To be continued in Problem Set 8 …
Problem 3 : Probabilities
This part of the problem set involves some pencil-and-paper exercises, as well as a brief bit of
coding. It will help you practice and understand simple probability and statistics. Include the
answers for parts 1 and 2 as formulas in your writeup, and the code from part 3 in the file
ps7b.py.
1. You flip a fair coin 3 times, write down the probability of the below events. Assume all
sequences are equally likely.
1. Three heads: A : {H,H,H}
2. The sequence head, tail, head: A : {H,T,H}
3. Any sequence with 2 heads and 1 tail
4. Any sequence where the number of heads is greater than or equal to the number
of tails
2. What is the probability of rolling a Yahtzee! on the first roll? That is, what is the
probability of rolling five 6-sided dice, and having them all display the same number?

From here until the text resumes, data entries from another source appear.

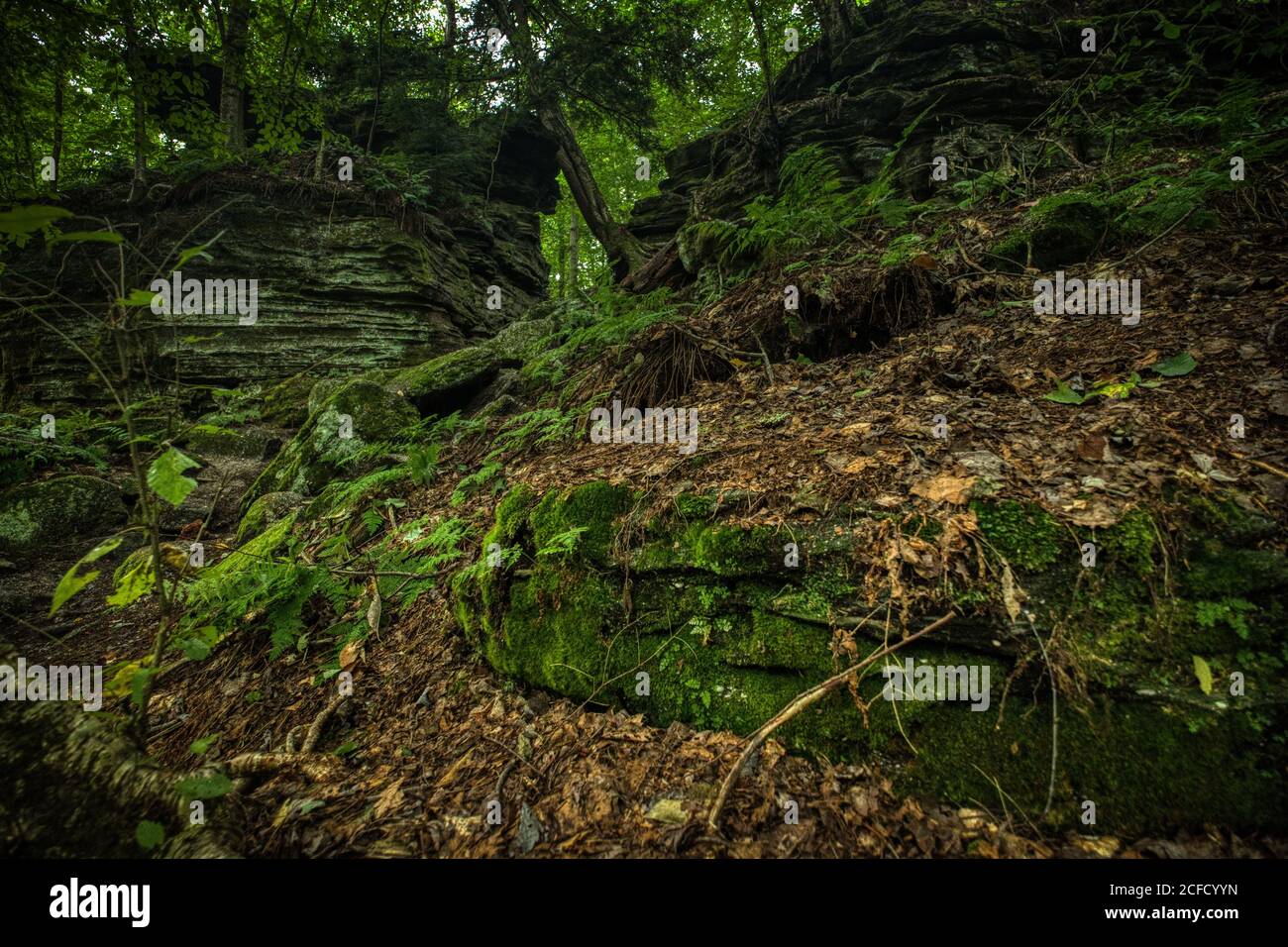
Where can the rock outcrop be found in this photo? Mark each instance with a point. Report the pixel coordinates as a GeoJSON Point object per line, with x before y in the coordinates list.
{"type": "Point", "coordinates": [349, 277]}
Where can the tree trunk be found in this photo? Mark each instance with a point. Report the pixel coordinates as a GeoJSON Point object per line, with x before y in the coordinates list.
{"type": "Point", "coordinates": [380, 73]}
{"type": "Point", "coordinates": [75, 788]}
{"type": "Point", "coordinates": [622, 250]}
{"type": "Point", "coordinates": [134, 63]}
{"type": "Point", "coordinates": [449, 55]}
{"type": "Point", "coordinates": [232, 85]}
{"type": "Point", "coordinates": [59, 86]}
{"type": "Point", "coordinates": [574, 236]}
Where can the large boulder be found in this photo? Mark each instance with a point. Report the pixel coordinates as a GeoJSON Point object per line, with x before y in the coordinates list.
{"type": "Point", "coordinates": [722, 633]}
{"type": "Point", "coordinates": [359, 415]}
{"type": "Point", "coordinates": [58, 512]}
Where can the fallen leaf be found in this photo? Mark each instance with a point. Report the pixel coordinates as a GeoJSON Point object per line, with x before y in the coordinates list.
{"type": "Point", "coordinates": [944, 488]}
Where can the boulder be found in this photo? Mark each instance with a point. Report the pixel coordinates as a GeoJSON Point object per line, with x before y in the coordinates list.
{"type": "Point", "coordinates": [320, 450]}
{"type": "Point", "coordinates": [59, 512]}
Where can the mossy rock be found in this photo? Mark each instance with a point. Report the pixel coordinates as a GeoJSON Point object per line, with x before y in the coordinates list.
{"type": "Point", "coordinates": [447, 382]}
{"type": "Point", "coordinates": [248, 554]}
{"type": "Point", "coordinates": [709, 625]}
{"type": "Point", "coordinates": [317, 453]}
{"type": "Point", "coordinates": [520, 342]}
{"type": "Point", "coordinates": [287, 402]}
{"type": "Point", "coordinates": [1057, 231]}
{"type": "Point", "coordinates": [267, 510]}
{"type": "Point", "coordinates": [39, 515]}
{"type": "Point", "coordinates": [322, 390]}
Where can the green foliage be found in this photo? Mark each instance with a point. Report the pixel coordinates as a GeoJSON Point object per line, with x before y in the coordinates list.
{"type": "Point", "coordinates": [166, 478]}
{"type": "Point", "coordinates": [471, 484]}
{"type": "Point", "coordinates": [811, 208]}
{"type": "Point", "coordinates": [150, 835]}
{"type": "Point", "coordinates": [565, 543]}
{"type": "Point", "coordinates": [24, 453]}
{"type": "Point", "coordinates": [423, 464]}
{"type": "Point", "coordinates": [608, 321]}
{"type": "Point", "coordinates": [73, 579]}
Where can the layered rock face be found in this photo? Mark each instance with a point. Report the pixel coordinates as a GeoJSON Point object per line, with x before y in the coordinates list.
{"type": "Point", "coordinates": [346, 278]}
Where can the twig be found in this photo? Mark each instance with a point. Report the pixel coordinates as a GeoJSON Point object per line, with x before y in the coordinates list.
{"type": "Point", "coordinates": [1055, 716]}
{"type": "Point", "coordinates": [314, 733]}
{"type": "Point", "coordinates": [798, 705]}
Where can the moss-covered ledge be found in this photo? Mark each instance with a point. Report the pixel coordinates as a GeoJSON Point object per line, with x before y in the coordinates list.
{"type": "Point", "coordinates": [574, 592]}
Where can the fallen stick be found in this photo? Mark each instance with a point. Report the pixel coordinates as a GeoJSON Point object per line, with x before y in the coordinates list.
{"type": "Point", "coordinates": [316, 766]}
{"type": "Point", "coordinates": [798, 705]}
{"type": "Point", "coordinates": [314, 735]}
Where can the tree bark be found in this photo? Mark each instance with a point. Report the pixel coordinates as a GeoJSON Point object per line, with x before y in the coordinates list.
{"type": "Point", "coordinates": [622, 250]}
{"type": "Point", "coordinates": [59, 85]}
{"type": "Point", "coordinates": [134, 63]}
{"type": "Point", "coordinates": [76, 788]}
{"type": "Point", "coordinates": [232, 84]}
{"type": "Point", "coordinates": [380, 75]}
{"type": "Point", "coordinates": [574, 261]}
{"type": "Point", "coordinates": [449, 54]}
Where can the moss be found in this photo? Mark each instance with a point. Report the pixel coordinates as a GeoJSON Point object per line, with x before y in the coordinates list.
{"type": "Point", "coordinates": [550, 634]}
{"type": "Point", "coordinates": [1219, 571]}
{"type": "Point", "coordinates": [263, 547]}
{"type": "Point", "coordinates": [1131, 541]}
{"type": "Point", "coordinates": [51, 513]}
{"type": "Point", "coordinates": [1022, 534]}
{"type": "Point", "coordinates": [286, 403]}
{"type": "Point", "coordinates": [774, 641]}
{"type": "Point", "coordinates": [1057, 231]}
{"type": "Point", "coordinates": [316, 454]}
{"type": "Point", "coordinates": [695, 505]}
{"type": "Point", "coordinates": [211, 438]}
{"type": "Point", "coordinates": [1225, 519]}
{"type": "Point", "coordinates": [728, 635]}
{"type": "Point", "coordinates": [266, 510]}
{"type": "Point", "coordinates": [734, 552]}
{"type": "Point", "coordinates": [592, 506]}
{"type": "Point", "coordinates": [433, 382]}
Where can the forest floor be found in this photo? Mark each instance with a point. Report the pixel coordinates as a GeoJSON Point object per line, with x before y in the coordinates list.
{"type": "Point", "coordinates": [433, 733]}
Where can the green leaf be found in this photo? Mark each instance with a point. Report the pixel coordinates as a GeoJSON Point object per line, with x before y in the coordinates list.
{"type": "Point", "coordinates": [200, 746]}
{"type": "Point", "coordinates": [138, 298]}
{"type": "Point", "coordinates": [149, 835]}
{"type": "Point", "coordinates": [1063, 394]}
{"type": "Point", "coordinates": [194, 252]}
{"type": "Point", "coordinates": [205, 787]}
{"type": "Point", "coordinates": [73, 579]}
{"type": "Point", "coordinates": [1113, 389]}
{"type": "Point", "coordinates": [1203, 673]}
{"type": "Point", "coordinates": [166, 479]}
{"type": "Point", "coordinates": [88, 237]}
{"type": "Point", "coordinates": [1180, 364]}
{"type": "Point", "coordinates": [134, 583]}
{"type": "Point", "coordinates": [30, 218]}
{"type": "Point", "coordinates": [138, 682]}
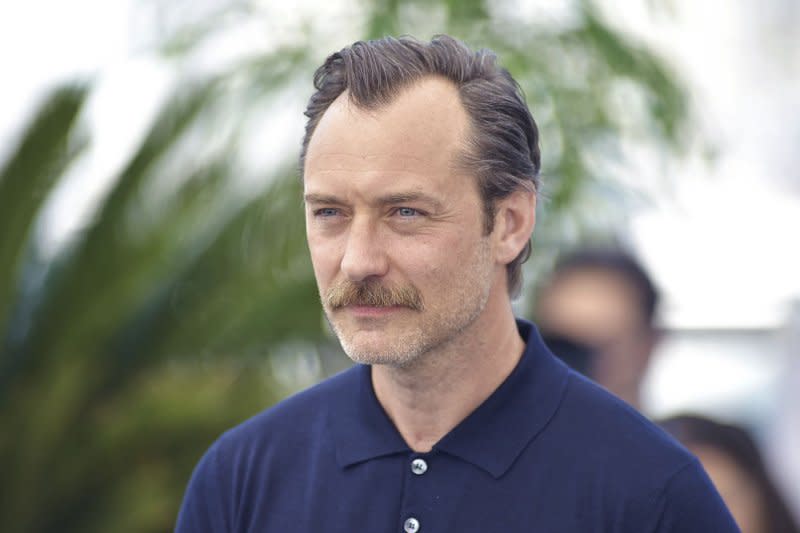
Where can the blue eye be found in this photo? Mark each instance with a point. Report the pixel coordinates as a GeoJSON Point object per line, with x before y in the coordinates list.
{"type": "Point", "coordinates": [326, 212]}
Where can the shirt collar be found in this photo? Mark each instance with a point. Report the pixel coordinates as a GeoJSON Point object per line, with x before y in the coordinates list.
{"type": "Point", "coordinates": [491, 437]}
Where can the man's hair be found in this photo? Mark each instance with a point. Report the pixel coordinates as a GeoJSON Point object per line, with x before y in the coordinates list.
{"type": "Point", "coordinates": [620, 263]}
{"type": "Point", "coordinates": [503, 145]}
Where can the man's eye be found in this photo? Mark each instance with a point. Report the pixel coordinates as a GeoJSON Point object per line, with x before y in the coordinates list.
{"type": "Point", "coordinates": [407, 211]}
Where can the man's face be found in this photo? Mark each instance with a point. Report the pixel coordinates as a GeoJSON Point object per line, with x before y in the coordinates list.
{"type": "Point", "coordinates": [395, 231]}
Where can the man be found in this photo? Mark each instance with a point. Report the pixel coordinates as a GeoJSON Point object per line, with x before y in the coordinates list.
{"type": "Point", "coordinates": [419, 167]}
{"type": "Point", "coordinates": [597, 311]}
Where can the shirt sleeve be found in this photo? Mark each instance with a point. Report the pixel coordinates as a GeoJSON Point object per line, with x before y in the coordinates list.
{"type": "Point", "coordinates": [202, 510]}
{"type": "Point", "coordinates": [691, 504]}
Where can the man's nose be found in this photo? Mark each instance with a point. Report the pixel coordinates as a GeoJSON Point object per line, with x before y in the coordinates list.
{"type": "Point", "coordinates": [364, 254]}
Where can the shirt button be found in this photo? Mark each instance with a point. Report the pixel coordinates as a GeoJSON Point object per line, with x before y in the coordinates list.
{"type": "Point", "coordinates": [419, 466]}
{"type": "Point", "coordinates": [411, 525]}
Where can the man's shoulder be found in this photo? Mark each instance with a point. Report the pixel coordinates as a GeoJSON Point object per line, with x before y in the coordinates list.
{"type": "Point", "coordinates": [607, 430]}
{"type": "Point", "coordinates": [294, 418]}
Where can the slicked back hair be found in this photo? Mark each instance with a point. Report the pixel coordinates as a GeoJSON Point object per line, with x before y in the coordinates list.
{"type": "Point", "coordinates": [503, 145]}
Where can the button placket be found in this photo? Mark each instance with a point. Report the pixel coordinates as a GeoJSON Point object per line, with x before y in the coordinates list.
{"type": "Point", "coordinates": [411, 525]}
{"type": "Point", "coordinates": [419, 466]}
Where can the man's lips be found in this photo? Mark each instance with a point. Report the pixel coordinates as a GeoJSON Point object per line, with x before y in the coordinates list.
{"type": "Point", "coordinates": [371, 310]}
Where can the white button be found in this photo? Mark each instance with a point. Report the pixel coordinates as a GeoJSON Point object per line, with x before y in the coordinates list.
{"type": "Point", "coordinates": [419, 466]}
{"type": "Point", "coordinates": [411, 525]}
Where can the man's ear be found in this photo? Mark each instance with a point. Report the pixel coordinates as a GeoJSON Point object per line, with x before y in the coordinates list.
{"type": "Point", "coordinates": [515, 217]}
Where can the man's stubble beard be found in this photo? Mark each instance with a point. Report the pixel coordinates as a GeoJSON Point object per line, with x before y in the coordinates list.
{"type": "Point", "coordinates": [436, 325]}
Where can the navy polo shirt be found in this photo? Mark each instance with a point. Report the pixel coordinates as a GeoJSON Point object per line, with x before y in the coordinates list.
{"type": "Point", "coordinates": [547, 452]}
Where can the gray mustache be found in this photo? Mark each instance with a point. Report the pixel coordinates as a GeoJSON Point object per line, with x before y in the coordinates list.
{"type": "Point", "coordinates": [374, 295]}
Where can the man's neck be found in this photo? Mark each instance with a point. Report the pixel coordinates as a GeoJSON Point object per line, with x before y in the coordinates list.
{"type": "Point", "coordinates": [427, 400]}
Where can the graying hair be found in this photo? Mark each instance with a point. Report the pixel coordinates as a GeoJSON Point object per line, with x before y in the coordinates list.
{"type": "Point", "coordinates": [503, 146]}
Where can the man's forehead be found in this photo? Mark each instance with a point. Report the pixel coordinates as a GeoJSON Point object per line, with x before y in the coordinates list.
{"type": "Point", "coordinates": [424, 125]}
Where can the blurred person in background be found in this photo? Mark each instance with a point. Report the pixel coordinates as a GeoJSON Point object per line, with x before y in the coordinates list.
{"type": "Point", "coordinates": [733, 461]}
{"type": "Point", "coordinates": [597, 313]}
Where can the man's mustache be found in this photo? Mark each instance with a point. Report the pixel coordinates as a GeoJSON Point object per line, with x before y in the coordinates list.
{"type": "Point", "coordinates": [373, 294]}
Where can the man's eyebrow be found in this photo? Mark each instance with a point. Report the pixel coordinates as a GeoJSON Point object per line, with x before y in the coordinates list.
{"type": "Point", "coordinates": [400, 198]}
{"type": "Point", "coordinates": [314, 198]}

3. Write a Monte Carlo simulation to solve the above problem (the Yahtzee problem), and
submit your code as ps7b.py.
Hand-In Procedure
1. Save
Save your solutions as ps7.py and ps7b.py. Your writeup should be called writeup.pdf
2. Time and Collaboration Info
At the start of each file, in a comment, write down the number of hours (roughly) you spent on
the problems in that part, and the names of the people you collaborated with. For example:
# Problem Set 7
# Name: Jane Lee
# Collaborators: John Doe
# Time: 3:30
#
… your code goes here …
3. Sanity checks
After you are done with the problem set, do sanity checks. Run the code and make sure it can be
run without errors. You should never submit code that immediately generates an error when run!
Also, make sure that your writeup contains everything we’ve asked for.